35. The apparatus of claim 33 or 34, wherein the fifth convolutional neural network comprises: the image gesture detection device comprises a fifth input layer, a fifth feature extraction layer and a fifth classification output layer, wherein the fifth classification output layer is used for outputting gesture detection results of the image.

36. The apparatus according to claim 33 or 34, wherein the gesture detection result comprises at least one of the following predetermined gesture types: waving hand, scissor hand, fist, holding hand, thumb, pistol, OK hand, peach heart hand, opening and closing.

37. The apparatus of claim 33 or 34, wherein the gesture detection result further comprises: a non-predetermined gesture type.

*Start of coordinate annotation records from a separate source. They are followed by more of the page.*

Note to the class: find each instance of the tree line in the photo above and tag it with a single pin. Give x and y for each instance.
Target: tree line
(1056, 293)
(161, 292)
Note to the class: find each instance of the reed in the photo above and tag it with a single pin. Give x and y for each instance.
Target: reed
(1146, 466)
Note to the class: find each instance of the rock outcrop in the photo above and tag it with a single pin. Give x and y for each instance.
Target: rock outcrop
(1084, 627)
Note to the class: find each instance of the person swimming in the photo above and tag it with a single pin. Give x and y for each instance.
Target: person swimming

38. A gesture control apparatus, comprising:

a second obtaining module, configured to detect, by using a gesture detection network trained by the apparatus according to any one of claims 21 to 32, an image that meets a preset resolution condition, or detect, by using the apparatus according to any one of claims 33 to 37, an image that meets the preset resolution condition, and obtain a gesture detection result of the image, where the image includes an image in a still image or a video;

39. The apparatus of claim 38, wherein the triggering module comprises:

40. The apparatus of claim 38 or 39, wherein the trigger submodule comprises:

41. An electronic device, comprising: the device comprises a shell, a processor, a memory, a circuit board and a power circuit, wherein the circuit board is arranged in a space enclosed by the shell, and the processor and the memory are arranged on the circuit board; the power supply circuit is used for supplying power to each circuit or device of the terminal; the memory is used for storing executable program codes; the processor runs a program corresponding to the executable program code by reading the executable program code stored in the memory for performing the gesture detection network training method of any one of claims 1-12, or the gesture detection method of any one of claims 13-17, or the gesture control method of any one of claims 18-20.